Kelsi Culpepper and Taylor Campione, a same-sex couple from Minneapolis, are filing a complaint with the Minnesota Department of Human Rights after a Target Field security guard rebuked them for kissing at a Twins-Angels game last month. City Pages reported:
Culpepper stopped to use the restroom, giving Campione a quick kiss on the lips as she departed.
Immediately after, a middle-aged, mustached security guard in a Twins hat walked toward her, shaking his head.
"I saw you kissing that girl, you can't do that," the security guard said.
"I can kiss whoever I want to," Campione replied.

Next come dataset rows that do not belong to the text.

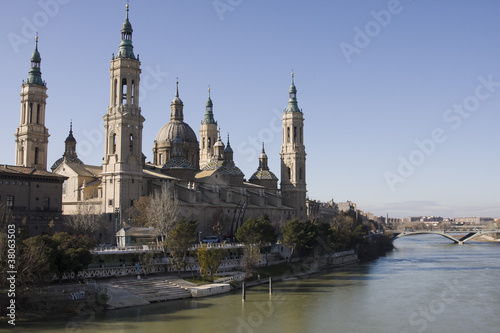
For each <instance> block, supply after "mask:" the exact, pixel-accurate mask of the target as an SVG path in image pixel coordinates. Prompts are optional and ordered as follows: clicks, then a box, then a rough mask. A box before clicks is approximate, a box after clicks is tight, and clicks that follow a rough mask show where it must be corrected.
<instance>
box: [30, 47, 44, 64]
mask: <svg viewBox="0 0 500 333" xmlns="http://www.w3.org/2000/svg"><path fill="white" fill-rule="evenodd" d="M31 61H33V62H41V61H42V57H40V52H38V47H37V48H36V49H35V51H33V54H32V55H31Z"/></svg>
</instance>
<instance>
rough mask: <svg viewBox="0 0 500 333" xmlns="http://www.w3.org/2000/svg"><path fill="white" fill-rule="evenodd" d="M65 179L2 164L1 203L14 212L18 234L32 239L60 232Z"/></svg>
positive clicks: (15, 222) (45, 172)
mask: <svg viewBox="0 0 500 333" xmlns="http://www.w3.org/2000/svg"><path fill="white" fill-rule="evenodd" d="M66 179H67V178H66V177H64V176H60V175H57V174H54V173H51V172H47V171H45V170H40V169H35V168H27V167H22V166H12V165H0V203H1V204H2V205H3V206H5V207H7V208H8V209H10V210H11V212H12V215H13V218H14V223H15V224H16V227H17V229H18V232H19V233H22V234H24V235H25V236H26V237H31V236H37V235H41V234H48V233H53V232H57V231H61V224H62V206H61V204H62V201H61V198H62V183H63V182H64V181H65V180H66Z"/></svg>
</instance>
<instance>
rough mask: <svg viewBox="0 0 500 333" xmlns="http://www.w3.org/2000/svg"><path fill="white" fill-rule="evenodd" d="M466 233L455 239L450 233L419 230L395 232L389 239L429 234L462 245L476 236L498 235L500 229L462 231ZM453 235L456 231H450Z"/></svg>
mask: <svg viewBox="0 0 500 333" xmlns="http://www.w3.org/2000/svg"><path fill="white" fill-rule="evenodd" d="M464 231H465V232H467V235H465V236H463V237H461V238H456V237H455V236H453V235H451V234H450V232H447V231H446V230H443V231H440V230H436V231H425V230H419V231H403V232H395V233H393V234H392V236H391V239H396V238H401V237H406V236H413V235H421V234H431V235H440V236H443V237H446V238H448V239H450V240H452V241H453V242H454V243H456V244H463V243H465V242H467V241H469V240H471V239H474V238H476V237H478V236H481V235H487V234H496V233H500V229H498V230H464ZM451 232H453V233H457V231H451Z"/></svg>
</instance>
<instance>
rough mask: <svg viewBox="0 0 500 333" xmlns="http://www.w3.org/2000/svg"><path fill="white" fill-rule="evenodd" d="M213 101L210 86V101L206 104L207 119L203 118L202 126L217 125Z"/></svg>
mask: <svg viewBox="0 0 500 333" xmlns="http://www.w3.org/2000/svg"><path fill="white" fill-rule="evenodd" d="M213 106H214V104H213V103H212V99H211V98H210V86H208V99H207V102H206V103H205V117H204V118H203V121H202V122H201V123H202V124H217V122H216V121H215V119H214V113H213Z"/></svg>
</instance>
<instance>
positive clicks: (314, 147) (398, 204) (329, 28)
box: [0, 0, 500, 217]
mask: <svg viewBox="0 0 500 333" xmlns="http://www.w3.org/2000/svg"><path fill="white" fill-rule="evenodd" d="M125 3H126V2H125V1H123V0H113V1H91V0H87V1H76V0H72V1H71V0H40V1H38V0H37V1H34V0H33V1H8V2H5V3H3V4H2V11H1V12H0V35H1V38H0V49H1V50H2V57H1V61H0V72H1V73H2V80H1V81H0V85H1V89H0V99H1V100H2V131H1V133H0V139H1V142H2V147H1V148H0V157H1V162H2V163H5V164H13V163H14V156H15V152H14V147H15V142H14V135H13V133H14V132H15V130H16V128H17V126H18V125H19V113H20V97H19V93H20V85H21V82H22V80H23V79H26V77H27V74H28V70H29V64H30V63H29V59H30V56H31V53H32V51H33V49H34V44H35V40H34V31H33V30H36V31H38V34H39V38H40V39H39V51H40V53H41V56H42V65H41V68H42V77H43V79H44V80H45V81H47V86H48V95H49V98H48V100H47V116H46V126H47V127H48V129H49V133H50V135H51V136H50V138H49V140H50V142H49V167H50V165H51V164H52V163H53V162H54V161H55V160H56V159H57V158H59V157H60V156H61V155H62V153H63V151H64V139H65V138H66V136H67V134H68V130H69V122H70V120H71V119H72V120H73V129H74V135H75V138H76V139H77V141H78V145H77V151H78V153H79V157H80V158H81V159H82V160H83V161H84V162H85V163H87V164H95V165H99V164H100V163H101V159H102V156H103V150H104V148H103V140H102V130H103V127H102V116H103V115H104V114H105V113H106V109H107V106H108V103H109V86H110V84H109V65H110V63H109V61H110V59H111V55H112V53H116V52H117V51H118V45H119V42H120V28H121V24H122V23H123V21H124V17H125ZM499 14H500V2H499V1H497V0H489V1H488V0H481V1H469V0H468V1H464V0H453V1H451V0H449V1H432V0H418V1H416V0H414V1H410V0H401V1H387V0H383V1H375V0H374V1H355V0H352V1H334V0H328V1H327V0H323V1H320V0H318V1H296V0H286V1H285V0H280V1H278V0H276V1H264V0H261V1H258V0H220V1H213V0H204V1H201V0H198V1H196V0H190V1H180V0H171V1H159V0H158V1H134V0H132V1H130V21H131V23H132V26H133V29H134V33H133V44H134V50H135V53H136V54H137V53H138V54H140V60H141V62H142V71H143V74H142V77H141V79H142V83H143V86H142V87H141V89H142V91H141V101H140V103H141V107H142V113H143V115H144V117H145V118H146V122H145V123H144V133H143V152H144V154H145V155H146V156H147V157H148V160H151V157H152V148H153V141H154V138H155V136H156V133H157V132H158V131H159V129H160V128H161V127H162V125H163V124H165V123H167V122H168V121H169V113H170V107H169V104H170V101H171V100H172V98H173V95H174V90H175V80H176V77H179V81H180V84H179V90H180V97H181V99H182V100H183V102H184V116H185V121H186V122H187V123H189V124H190V125H191V127H192V128H193V130H194V131H195V132H196V133H198V130H199V126H200V121H201V120H202V118H203V114H204V111H205V101H206V98H207V87H208V85H210V86H211V89H212V100H213V102H214V114H215V118H216V120H217V121H218V123H219V125H220V127H221V131H222V134H223V136H224V137H225V136H226V133H227V132H229V133H230V138H231V145H232V147H233V149H234V150H235V160H236V163H237V165H238V166H239V167H240V168H241V169H242V170H243V172H244V173H245V175H246V177H250V175H251V174H252V173H253V172H254V171H255V169H256V168H257V166H258V161H257V157H258V153H259V152H260V148H259V147H260V144H261V141H262V140H264V141H265V144H266V151H267V154H268V156H269V165H270V167H271V171H273V172H274V173H276V174H277V175H278V176H279V175H280V170H279V166H280V164H279V151H280V145H281V127H280V113H281V111H282V110H283V109H284V108H285V107H286V105H287V101H288V87H289V85H290V73H291V71H292V69H293V70H294V71H295V83H296V86H297V89H298V94H297V97H298V101H299V106H300V107H301V108H302V109H303V112H304V117H305V144H306V151H307V184H308V195H309V197H310V198H312V199H319V200H323V201H327V200H330V199H332V198H333V199H334V200H335V201H346V200H351V201H353V202H356V203H357V204H358V207H359V208H360V209H362V210H365V211H371V212H373V213H374V214H377V215H385V214H389V216H393V217H403V216H408V215H441V216H445V217H457V216H495V217H499V216H500V200H499V199H500V194H499V189H500V172H499V171H500V168H499V166H500V153H499V151H500V131H499V129H498V128H499V127H498V126H499V124H500V112H499V106H500V38H499V37H498V34H499V32H500V20H499V19H498V15H499Z"/></svg>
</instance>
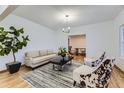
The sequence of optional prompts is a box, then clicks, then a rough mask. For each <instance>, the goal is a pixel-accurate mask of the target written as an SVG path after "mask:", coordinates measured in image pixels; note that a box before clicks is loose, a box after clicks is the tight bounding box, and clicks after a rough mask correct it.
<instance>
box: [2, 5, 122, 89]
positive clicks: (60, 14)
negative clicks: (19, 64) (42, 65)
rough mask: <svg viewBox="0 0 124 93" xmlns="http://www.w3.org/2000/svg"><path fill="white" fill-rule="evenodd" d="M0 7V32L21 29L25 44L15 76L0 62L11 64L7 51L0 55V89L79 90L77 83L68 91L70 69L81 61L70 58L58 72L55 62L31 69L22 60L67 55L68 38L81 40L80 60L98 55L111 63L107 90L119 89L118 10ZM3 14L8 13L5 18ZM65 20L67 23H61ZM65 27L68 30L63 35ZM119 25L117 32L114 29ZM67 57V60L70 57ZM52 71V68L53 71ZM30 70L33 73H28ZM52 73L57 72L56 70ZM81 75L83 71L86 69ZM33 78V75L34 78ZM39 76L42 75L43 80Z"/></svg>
mask: <svg viewBox="0 0 124 93" xmlns="http://www.w3.org/2000/svg"><path fill="white" fill-rule="evenodd" d="M3 7H5V10H4V11H3V12H2V16H5V17H2V16H0V19H1V22H0V27H4V29H5V30H10V29H9V28H10V27H11V26H13V27H15V28H16V29H20V28H24V29H23V30H24V36H26V35H28V36H29V41H28V43H27V46H26V47H24V48H23V49H21V50H19V51H18V52H17V53H15V56H16V60H17V61H18V62H21V64H22V67H21V68H20V70H19V71H18V72H17V73H13V74H9V72H8V71H7V68H6V63H8V62H12V61H13V57H12V52H11V53H9V54H8V55H6V56H0V61H1V62H0V71H1V72H0V75H1V76H2V77H1V80H0V82H1V84H0V87H38V88H43V87H56V88H57V87H61V88H63V87H64V88H65V87H73V88H75V87H81V86H80V85H78V84H77V83H76V85H75V84H74V85H75V86H73V81H74V80H73V77H72V74H73V71H74V70H75V69H76V68H78V67H79V66H81V65H84V63H85V61H86V60H84V61H83V60H82V63H81V62H77V60H75V59H74V60H71V59H69V61H72V63H71V65H70V63H69V64H67V65H66V64H65V63H64V67H63V65H62V67H61V66H56V64H55V61H56V60H51V59H50V62H47V63H46V62H45V63H46V64H45V65H44V64H40V65H43V66H40V65H39V63H38V65H37V64H36V66H35V65H32V63H30V62H31V60H30V61H26V57H30V56H32V55H33V57H34V58H36V57H37V56H41V55H44V53H45V52H46V51H47V54H48V52H49V56H50V55H51V56H50V57H49V58H53V56H55V55H52V54H57V55H58V54H59V53H58V52H59V49H60V48H61V49H60V50H64V49H65V50H66V52H68V37H69V36H73V35H82V34H83V35H85V36H86V46H85V47H86V56H85V58H84V59H87V58H95V57H96V60H97V59H98V58H99V57H100V56H101V55H102V54H103V53H104V52H105V56H106V57H107V58H114V59H115V65H116V67H114V70H113V73H114V75H112V78H113V79H112V80H111V81H110V86H109V87H115V88H116V87H124V78H123V76H124V74H123V72H122V71H124V68H123V65H124V63H123V57H121V56H123V55H121V54H123V53H124V51H123V49H122V51H120V49H121V45H120V38H121V36H120V29H122V30H123V24H124V20H123V19H124V16H123V15H124V6H123V5H114V6H111V5H103V6H102V5H100V6H96V5H89V6H87V5H56V6H55V5H30V6H28V5H19V6H17V5H16V6H14V5H9V6H3ZM10 10H11V11H10ZM6 13H8V14H7V15H6ZM66 15H68V18H69V20H66V18H67V17H66ZM96 15H97V16H96ZM67 21H68V22H67ZM65 25H66V26H68V25H69V26H70V29H67V31H63V28H64V27H65ZM121 26H122V28H120V27H121ZM68 31H69V32H68ZM122 38H123V36H122ZM122 43H123V40H122ZM37 51H38V52H37ZM121 52H122V53H121ZM37 53H38V55H37ZM66 54H67V55H71V54H69V53H66ZM26 55H27V56H26ZM34 55H35V56H34ZM60 55H62V54H61V53H60ZM71 56H72V57H73V55H71ZM33 57H32V58H33ZM47 58H48V57H47ZM27 59H28V58H27ZM45 60H46V59H45ZM40 61H41V60H40ZM53 61H54V62H53ZM93 61H95V60H93ZM103 61H104V60H102V62H103ZM26 62H27V63H26ZM29 63H30V64H29ZM49 63H52V64H49ZM100 64H101V63H100ZM25 65H26V66H25ZM75 65H76V66H75ZM28 66H29V67H28ZM54 66H55V67H57V68H55V69H54ZM30 67H37V68H35V69H33V70H32V69H30ZM48 68H50V69H48ZM84 68H85V67H83V69H84ZM56 69H57V71H56ZM58 69H59V70H62V71H58ZM89 69H90V68H89ZM70 70H71V71H70ZM84 70H85V71H86V70H87V68H86V69H84ZM39 71H40V72H39ZM44 71H45V72H44ZM67 71H70V72H67ZM43 72H44V73H43ZM64 72H65V73H64ZM26 73H28V74H26ZM35 73H36V74H35ZM66 73H68V74H66ZM82 73H83V72H82ZM120 74H121V75H120ZM52 75H54V76H55V77H53V78H54V80H55V81H56V82H55V81H54V82H53V78H49V76H51V77H52ZM64 75H65V76H64ZM34 76H37V79H36V77H34ZM42 76H46V78H47V80H46V79H45V78H43V77H42ZM69 76H70V77H69ZM116 76H118V78H120V80H118V78H117V77H116ZM5 77H6V78H5ZM12 77H13V78H15V79H14V81H13V80H12V79H11V78H12ZM20 77H21V79H20ZM30 77H31V78H30ZM67 77H68V78H67ZM70 78H71V79H70ZM32 79H33V80H32ZM114 80H117V81H114ZM25 81H26V82H25ZM58 81H61V82H58ZM27 82H28V83H27ZM46 83H47V84H46Z"/></svg>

"Well, we don't play grab ass here," the guard answered.
By the women's account, the guard then told them, "Here in the stadium, we adhere to the Ten Commandments."
Lesbianism is not mentioned in Exodus 20. The game was, however, played on a Friday and lasted until 11:31 p.m., more than two and a half hours after sunset, in violation of the Fourth Commandment. (For people with alternative Sabbaths, the series also included a game that began by daylight on Saturday and another one played on Sunday.) Leading off for the Twins was Denard Span, who once hit his own mother with a foul ball (Fifth Commandment) and who earlier this year said, "Thank God we didn't get no-hit today" (Third).
Among the decorations at Target Field is a 750-pound bronze statue (Second Commandment) of adulterer (Seventh) Kirby Puckett.